Not too long ago, the Pigweed team announced our transition to a Bazel-first ecosystem. You can read more about the decision in 0111: Make Bazel Pigweed’s Primary Build System, but the key takeaway is that we’re committed to making sure Bazel has a good story for embedded software development. There’s a surprising amount of history behind this, and I thought it’d be helpful to unpack some of our journey.

This blog post is the first in a series on getting Bazel to work well for embedded firmware projects, so keep an eye out for others that will come along.

First things first, we need a toolchain!#

Pigweed traditionally prioritized our GN build, and getting Bazel to work for embedded devices presented very different challenges. One of the first major differences between Bazel and GN is the experience of compiling a simple Hello, World! example. In Bazel, this “just works” out of the box for most major operating systems.

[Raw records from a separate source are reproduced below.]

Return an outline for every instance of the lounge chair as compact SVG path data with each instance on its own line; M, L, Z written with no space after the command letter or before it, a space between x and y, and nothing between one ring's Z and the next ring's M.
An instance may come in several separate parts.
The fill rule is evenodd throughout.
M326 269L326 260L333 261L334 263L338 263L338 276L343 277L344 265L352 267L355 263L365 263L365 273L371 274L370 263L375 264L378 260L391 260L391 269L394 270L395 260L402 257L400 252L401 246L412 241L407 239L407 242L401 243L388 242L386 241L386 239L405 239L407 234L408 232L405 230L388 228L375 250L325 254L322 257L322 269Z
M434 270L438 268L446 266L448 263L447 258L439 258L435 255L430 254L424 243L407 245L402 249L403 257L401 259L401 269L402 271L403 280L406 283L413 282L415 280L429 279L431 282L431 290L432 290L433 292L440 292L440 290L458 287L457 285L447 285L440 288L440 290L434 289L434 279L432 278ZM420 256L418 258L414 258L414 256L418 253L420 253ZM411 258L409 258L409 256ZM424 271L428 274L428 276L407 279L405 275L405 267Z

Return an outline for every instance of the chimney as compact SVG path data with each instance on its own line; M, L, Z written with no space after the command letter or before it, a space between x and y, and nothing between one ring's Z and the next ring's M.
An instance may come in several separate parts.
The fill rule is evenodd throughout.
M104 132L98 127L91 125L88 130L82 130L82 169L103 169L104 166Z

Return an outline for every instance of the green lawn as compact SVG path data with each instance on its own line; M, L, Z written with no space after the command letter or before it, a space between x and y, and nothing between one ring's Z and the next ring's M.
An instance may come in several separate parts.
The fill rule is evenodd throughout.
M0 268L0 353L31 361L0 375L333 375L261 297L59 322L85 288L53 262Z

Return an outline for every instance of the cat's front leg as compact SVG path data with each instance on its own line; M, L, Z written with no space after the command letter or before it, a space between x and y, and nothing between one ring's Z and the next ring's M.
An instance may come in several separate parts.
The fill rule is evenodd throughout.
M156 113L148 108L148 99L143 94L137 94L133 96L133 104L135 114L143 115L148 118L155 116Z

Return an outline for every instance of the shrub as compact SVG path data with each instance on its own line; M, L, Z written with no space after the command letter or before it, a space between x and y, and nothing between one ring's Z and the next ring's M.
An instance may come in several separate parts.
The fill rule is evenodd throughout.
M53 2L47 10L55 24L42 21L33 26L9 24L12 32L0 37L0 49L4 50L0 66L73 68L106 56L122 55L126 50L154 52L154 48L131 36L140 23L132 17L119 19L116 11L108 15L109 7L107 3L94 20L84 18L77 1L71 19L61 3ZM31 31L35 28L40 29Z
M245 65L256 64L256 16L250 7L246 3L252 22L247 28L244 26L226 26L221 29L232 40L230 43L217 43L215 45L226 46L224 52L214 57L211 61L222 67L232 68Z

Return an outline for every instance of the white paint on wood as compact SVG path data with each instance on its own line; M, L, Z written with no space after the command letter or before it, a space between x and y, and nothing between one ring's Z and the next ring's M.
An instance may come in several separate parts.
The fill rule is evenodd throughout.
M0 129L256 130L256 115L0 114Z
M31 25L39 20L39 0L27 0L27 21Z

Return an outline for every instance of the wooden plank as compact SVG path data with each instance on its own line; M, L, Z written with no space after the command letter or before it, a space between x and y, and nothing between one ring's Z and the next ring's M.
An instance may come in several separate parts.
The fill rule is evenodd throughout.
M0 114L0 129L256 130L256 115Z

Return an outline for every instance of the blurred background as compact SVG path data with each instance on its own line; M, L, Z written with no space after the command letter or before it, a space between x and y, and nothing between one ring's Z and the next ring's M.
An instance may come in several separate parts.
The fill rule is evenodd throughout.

With GN, you can’t start to compile C/C++ code without first defining the details of your toolchain such as which binaries to use, how to construct the arguments/flags passed to the tools, and which specific flags to pass, so we were forced to learn those intricacies right out the gate.

Problems with Bazel’s default toolchain#

For a long time, Pigweed relied on Bazel’s default toolchain, primarily because Pigweed’s Bazel build mostly just existed for interoperability with Google’s internal codebase. Bazel’s default C/C++ toolchain is not hermetic, and its behaviors are auto-generated in a way that is very unintuitive to inspect and debug. Because we weren’t defining our own toolchain, we regularly hit several major issues:

  • Builds used binutils/gcc rather than our preferred llvm/clang toolchain.

  • CI builds and local builds were inconsistent; just because builds passed locally didn’t mean the same build would pass in automated builds.

  • All flags had to be passed in via the command line or pushed into a .bazelrc file.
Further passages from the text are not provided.